Cette recommandation comprend le développement de programmes de réadaptation physique et psychologique des personnes identifiées comme tels pour leur garantir une  réintégration dans un environnement favorisant  la santé, le respect de soi et la dignité.

Le rapport alternatif de Child Soldiers International porte sur la mise en œuvre de la convention sur les droits de l’enfant.
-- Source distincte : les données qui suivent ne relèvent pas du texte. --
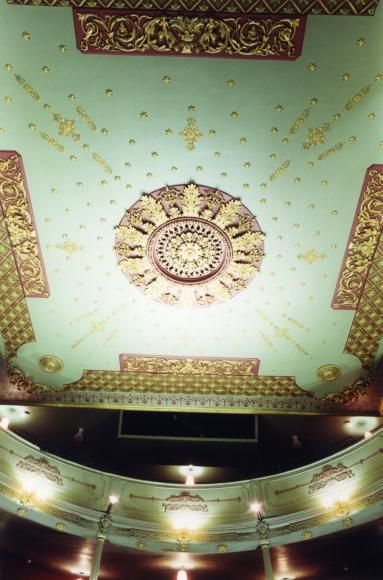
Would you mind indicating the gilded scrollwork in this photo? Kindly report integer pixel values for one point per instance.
(15, 322)
(187, 35)
(349, 7)
(15, 206)
(362, 243)
(189, 245)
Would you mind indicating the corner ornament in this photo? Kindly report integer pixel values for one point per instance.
(121, 32)
(189, 245)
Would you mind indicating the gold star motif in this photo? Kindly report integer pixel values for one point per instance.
(191, 133)
(311, 256)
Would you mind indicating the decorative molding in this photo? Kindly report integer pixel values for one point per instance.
(17, 211)
(189, 245)
(188, 365)
(15, 322)
(41, 466)
(367, 326)
(184, 501)
(189, 34)
(363, 241)
(340, 7)
(328, 475)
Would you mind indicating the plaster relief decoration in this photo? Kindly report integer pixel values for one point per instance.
(188, 366)
(16, 208)
(329, 475)
(363, 241)
(41, 466)
(189, 245)
(185, 502)
(121, 32)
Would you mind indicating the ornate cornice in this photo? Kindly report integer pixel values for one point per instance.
(363, 241)
(17, 211)
(189, 34)
(341, 7)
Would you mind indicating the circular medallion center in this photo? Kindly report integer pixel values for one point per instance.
(189, 250)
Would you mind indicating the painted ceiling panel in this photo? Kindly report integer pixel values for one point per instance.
(292, 140)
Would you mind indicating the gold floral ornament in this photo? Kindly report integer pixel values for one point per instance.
(189, 245)
(245, 36)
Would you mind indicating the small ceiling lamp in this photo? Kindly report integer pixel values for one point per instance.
(189, 480)
(4, 423)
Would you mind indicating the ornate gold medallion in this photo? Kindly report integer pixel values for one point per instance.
(51, 364)
(189, 245)
(329, 373)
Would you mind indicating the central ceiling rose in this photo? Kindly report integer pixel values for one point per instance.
(189, 245)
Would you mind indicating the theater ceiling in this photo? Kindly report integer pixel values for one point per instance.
(193, 232)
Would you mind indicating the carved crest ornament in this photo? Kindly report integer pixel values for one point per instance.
(189, 245)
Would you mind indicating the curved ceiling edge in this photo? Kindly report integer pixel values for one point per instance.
(340, 491)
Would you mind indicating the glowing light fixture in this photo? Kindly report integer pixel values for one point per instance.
(113, 499)
(4, 423)
(256, 507)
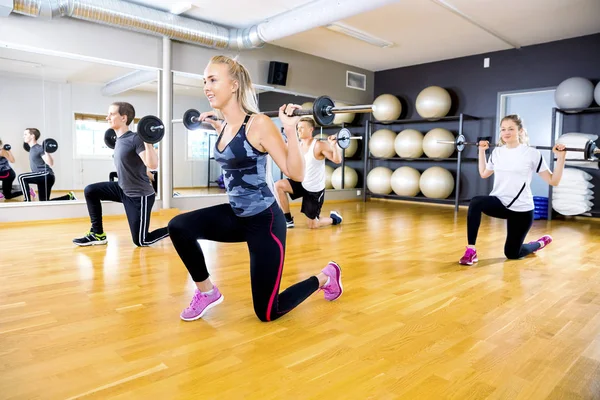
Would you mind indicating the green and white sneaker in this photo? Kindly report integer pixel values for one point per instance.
(91, 239)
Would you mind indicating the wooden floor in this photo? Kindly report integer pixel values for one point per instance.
(103, 322)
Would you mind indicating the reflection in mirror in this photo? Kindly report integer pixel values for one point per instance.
(67, 100)
(195, 172)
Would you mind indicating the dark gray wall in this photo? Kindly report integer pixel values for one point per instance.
(475, 90)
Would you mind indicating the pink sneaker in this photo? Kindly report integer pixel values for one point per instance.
(200, 303)
(546, 239)
(469, 258)
(333, 290)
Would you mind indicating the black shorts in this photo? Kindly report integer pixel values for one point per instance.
(311, 201)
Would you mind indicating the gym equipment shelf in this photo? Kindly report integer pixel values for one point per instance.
(566, 112)
(369, 160)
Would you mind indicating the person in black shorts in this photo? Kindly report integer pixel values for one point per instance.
(41, 174)
(132, 156)
(312, 188)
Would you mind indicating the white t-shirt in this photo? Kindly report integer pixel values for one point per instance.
(513, 171)
(314, 172)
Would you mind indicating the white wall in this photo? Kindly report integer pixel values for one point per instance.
(49, 106)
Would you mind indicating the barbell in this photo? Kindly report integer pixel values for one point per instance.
(591, 150)
(150, 129)
(49, 145)
(323, 111)
(343, 138)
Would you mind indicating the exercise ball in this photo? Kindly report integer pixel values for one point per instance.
(386, 108)
(574, 93)
(405, 181)
(308, 106)
(346, 118)
(350, 178)
(379, 180)
(381, 143)
(409, 143)
(328, 173)
(433, 149)
(351, 150)
(433, 102)
(436, 183)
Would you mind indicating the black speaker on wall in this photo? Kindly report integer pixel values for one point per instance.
(277, 73)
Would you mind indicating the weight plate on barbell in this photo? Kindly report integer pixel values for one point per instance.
(50, 145)
(460, 140)
(190, 119)
(343, 138)
(146, 131)
(320, 107)
(110, 138)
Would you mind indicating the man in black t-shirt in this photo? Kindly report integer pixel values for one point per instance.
(132, 156)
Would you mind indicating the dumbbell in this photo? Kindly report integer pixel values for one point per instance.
(49, 145)
(150, 129)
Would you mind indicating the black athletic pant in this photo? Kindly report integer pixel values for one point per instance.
(7, 178)
(517, 224)
(138, 211)
(44, 182)
(265, 234)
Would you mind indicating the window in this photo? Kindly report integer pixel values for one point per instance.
(89, 136)
(200, 144)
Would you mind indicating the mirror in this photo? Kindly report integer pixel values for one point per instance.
(195, 172)
(67, 100)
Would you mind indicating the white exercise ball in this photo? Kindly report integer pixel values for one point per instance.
(350, 178)
(575, 93)
(381, 143)
(405, 181)
(433, 102)
(436, 183)
(409, 143)
(328, 174)
(433, 149)
(386, 107)
(379, 180)
(346, 118)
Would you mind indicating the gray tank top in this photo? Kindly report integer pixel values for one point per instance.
(244, 174)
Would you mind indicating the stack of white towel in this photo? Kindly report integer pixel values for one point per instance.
(574, 194)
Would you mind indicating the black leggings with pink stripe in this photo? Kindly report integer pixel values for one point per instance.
(265, 234)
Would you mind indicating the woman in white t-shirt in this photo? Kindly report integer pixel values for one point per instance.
(514, 163)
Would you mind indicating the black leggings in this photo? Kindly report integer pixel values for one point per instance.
(265, 234)
(7, 178)
(44, 182)
(137, 209)
(517, 224)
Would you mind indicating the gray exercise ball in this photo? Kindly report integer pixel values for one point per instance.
(409, 144)
(575, 93)
(405, 181)
(379, 180)
(436, 183)
(386, 107)
(433, 102)
(381, 143)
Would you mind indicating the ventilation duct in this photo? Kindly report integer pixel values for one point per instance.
(124, 15)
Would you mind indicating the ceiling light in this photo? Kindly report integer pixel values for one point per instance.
(180, 7)
(358, 34)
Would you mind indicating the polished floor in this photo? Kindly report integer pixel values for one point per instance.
(103, 322)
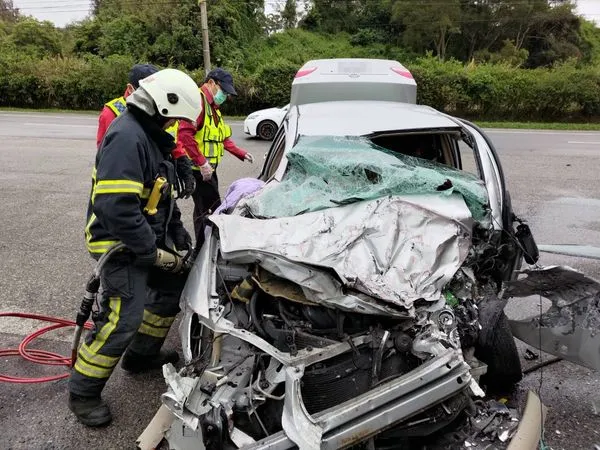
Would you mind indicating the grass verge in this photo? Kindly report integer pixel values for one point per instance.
(541, 126)
(483, 124)
(35, 110)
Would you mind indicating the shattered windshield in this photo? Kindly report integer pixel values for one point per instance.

En le soumettant en prélude de l’examen par le Comité des Droits de l’Enfant (CRC) des troisième, quatrième et cinquième rapports combinés de la Mauritanie, Child Soldiers International met l’accent sur les efforts déployés par l’Etat Mauritanien pour améliorer le taux d’enregistrement des naissances, le traitement des enfants réfugiés et le risque d’enrôlement d’enfants aux frontières de la Mauritanie et du Mali par des groupes armés.

 

 Augmenter le taux d’enregistrement des naissances

Selon ce rapport établi sur une recherche documentaire, le CRC a observé en 2009 un très faible taux (55%) d’enregistrement des naissances en Mauritanie qui n’avait pas évolué depuis 2001.
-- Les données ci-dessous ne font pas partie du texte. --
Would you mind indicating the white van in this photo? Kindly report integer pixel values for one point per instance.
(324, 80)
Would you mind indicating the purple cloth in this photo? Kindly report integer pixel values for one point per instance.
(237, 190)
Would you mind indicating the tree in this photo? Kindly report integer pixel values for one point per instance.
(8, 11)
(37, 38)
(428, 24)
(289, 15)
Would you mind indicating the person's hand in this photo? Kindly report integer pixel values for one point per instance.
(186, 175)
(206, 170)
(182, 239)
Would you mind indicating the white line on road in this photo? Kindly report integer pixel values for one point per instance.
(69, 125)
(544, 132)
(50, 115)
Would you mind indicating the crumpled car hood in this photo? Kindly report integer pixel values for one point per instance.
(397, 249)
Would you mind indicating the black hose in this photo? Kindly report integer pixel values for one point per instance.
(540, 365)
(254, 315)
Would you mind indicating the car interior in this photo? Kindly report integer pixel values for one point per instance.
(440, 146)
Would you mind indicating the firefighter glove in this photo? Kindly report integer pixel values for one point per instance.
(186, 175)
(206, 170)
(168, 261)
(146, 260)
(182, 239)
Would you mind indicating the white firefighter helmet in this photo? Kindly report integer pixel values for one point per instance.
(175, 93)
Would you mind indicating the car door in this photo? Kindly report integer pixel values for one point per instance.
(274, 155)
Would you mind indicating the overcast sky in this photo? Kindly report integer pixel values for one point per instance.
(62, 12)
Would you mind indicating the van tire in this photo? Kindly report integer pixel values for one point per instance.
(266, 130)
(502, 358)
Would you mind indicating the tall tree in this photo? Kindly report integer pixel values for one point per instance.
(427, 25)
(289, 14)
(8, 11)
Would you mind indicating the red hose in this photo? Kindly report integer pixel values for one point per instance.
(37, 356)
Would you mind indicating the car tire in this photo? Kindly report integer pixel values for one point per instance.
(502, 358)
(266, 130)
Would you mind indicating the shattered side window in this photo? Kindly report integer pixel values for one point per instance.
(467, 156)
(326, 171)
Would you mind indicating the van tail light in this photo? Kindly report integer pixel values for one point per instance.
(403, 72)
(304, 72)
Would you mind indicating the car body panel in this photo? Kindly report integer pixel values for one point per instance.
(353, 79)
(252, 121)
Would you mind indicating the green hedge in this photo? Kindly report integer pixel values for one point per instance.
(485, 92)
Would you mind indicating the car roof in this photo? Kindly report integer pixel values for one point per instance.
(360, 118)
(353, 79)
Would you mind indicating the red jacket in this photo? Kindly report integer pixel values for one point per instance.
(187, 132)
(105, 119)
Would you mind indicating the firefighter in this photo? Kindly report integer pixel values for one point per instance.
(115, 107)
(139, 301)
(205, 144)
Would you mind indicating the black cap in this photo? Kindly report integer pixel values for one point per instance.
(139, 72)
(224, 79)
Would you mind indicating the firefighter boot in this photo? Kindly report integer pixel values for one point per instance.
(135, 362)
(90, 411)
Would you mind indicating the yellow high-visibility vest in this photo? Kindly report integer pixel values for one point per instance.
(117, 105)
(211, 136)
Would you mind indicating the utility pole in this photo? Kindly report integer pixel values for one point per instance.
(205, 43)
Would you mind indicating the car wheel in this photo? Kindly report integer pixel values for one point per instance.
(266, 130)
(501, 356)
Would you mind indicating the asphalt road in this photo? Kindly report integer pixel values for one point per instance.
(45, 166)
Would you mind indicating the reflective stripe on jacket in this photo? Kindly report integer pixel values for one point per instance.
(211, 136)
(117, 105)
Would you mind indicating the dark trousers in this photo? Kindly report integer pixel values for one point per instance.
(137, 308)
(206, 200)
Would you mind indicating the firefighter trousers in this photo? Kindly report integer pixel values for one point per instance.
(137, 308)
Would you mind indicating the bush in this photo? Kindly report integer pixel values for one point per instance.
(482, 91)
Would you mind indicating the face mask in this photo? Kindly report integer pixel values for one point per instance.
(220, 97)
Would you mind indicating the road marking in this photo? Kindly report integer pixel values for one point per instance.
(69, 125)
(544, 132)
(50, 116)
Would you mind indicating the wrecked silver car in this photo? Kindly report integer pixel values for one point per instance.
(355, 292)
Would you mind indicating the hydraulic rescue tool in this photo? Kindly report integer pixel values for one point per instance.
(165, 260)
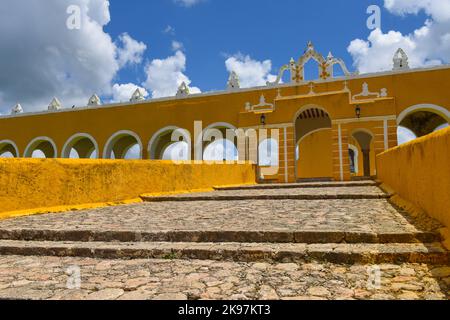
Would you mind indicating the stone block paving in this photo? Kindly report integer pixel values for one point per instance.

« L’enregistrement des naissances est particulièrement important dans le contexte de la prévention du recrutement et de l’utilisation des enfants dans les conflits armés. » Souligne le rapport qui  poursuit que l’enregistrement des naissances étant le moyen le plus fiable de prouver l’âge d’un individu, « si les enfants n’ont pas de documents d’enregistrement de naissance et sans autre moyen fiable de prouver leur âge, il y a un risque potentiel de recrutement et d’utilisation de mineurs dans les hostilités. »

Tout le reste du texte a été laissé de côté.